RADARBANJARMASIN.JAWAPOS.COM, PARINGIN - Membengkaknya modal tanam akibat mahalnya harga pestisida kimia kerap menjadi beban berat bagi para petani di Kabupaten Balangan. Keresahan ini akhirnya memicu lahirnya sebuah solusi berupa perangkat pengendali serangga ramah lingkungan bernama Ecoguard Light Trap.
Selama ini, para petani padi, jagung, hingga cabai sangat bergantung pada semprotan cairan kimia untuk mengamankan kebun mereka dari serangan hama. Padahal, paparan bahan kimia buatan pabrik yang berlebihan dalam jangka panjang justru akan merusak kesuburan tanah.
Merespons kondisi tersebut, perangkat perangkap hama berbasis cahaya ultraviolet ini hadir untuk mengubah kebiasaan lama. Alat ini bekerja cukup sederhana, yakni memancing serangga untuk terbang mendekati cahaya, lalu menjebaknya ke dalam wadah berisi genangan air sabun.
Menariknya, perangkap ini sama sekali tidak membebani tagihan listrik warga desa karena sepenuhnya dihidupkan menggunakan tenaga surya. Dilengkapi dengan sensor otomatis, lampu ultraviolet akan menyala dengan sendirinya saat malam tiba dan langsung padam ketika fajar menyingsing.
Berdasarkan uji coba di lapangan, alat ini terbukti ampuh menekan populasi hama terbang secara drastis dan menyelamatkan petani dari ancaman gagal panen yang biasanya bisa menggerus hasil produksi hingga lima puluh persen.

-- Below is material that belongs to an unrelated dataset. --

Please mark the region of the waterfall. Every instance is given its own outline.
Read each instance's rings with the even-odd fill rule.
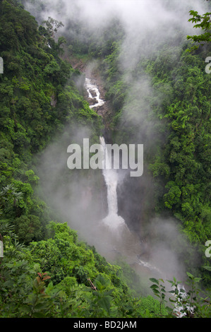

"Ecoguard Light Trap dirancang agar petani memiliki alternatif pengendalian hama yang lebih aman, hemat biaya, dan mudah digunakan. Harapan kami, inovasi ini dapat membantu meningkatkan hasil panen dan mengurangi ketergantungan terhadap pestisida kimia," ujar salah satu perancang alat, M Rizky Fadillah Zumadi Lubis, Kamis (30/7).
Rizky memaparkan bahwa keberhasilan alat itu menekan serangga perusak hingga puluhan persen adalah bukti nyata bahwa praktik pertanian yang murah dan sehat sangat mungkin diterapkan.
"Selain untuk petani, inovasi ini ke depannya juga membuka peluang tumbuhnya usaha perakitan alat pertanian," pungkasnya.
Jika perangkat perangkap hama tenaga surya ini kelak bisa diproduksi secara massal dan didukung penuh oleh pemerintah daerah, bukan tidak mungkin Balangan akan segera menjadi sentra percontohan pertanian organik mandiri. Tantangan terdekatnya kini adalah menjaga agar harga jual alat tersebut tetap murah dan mudah dijangkau oleh kantong para petani kecil.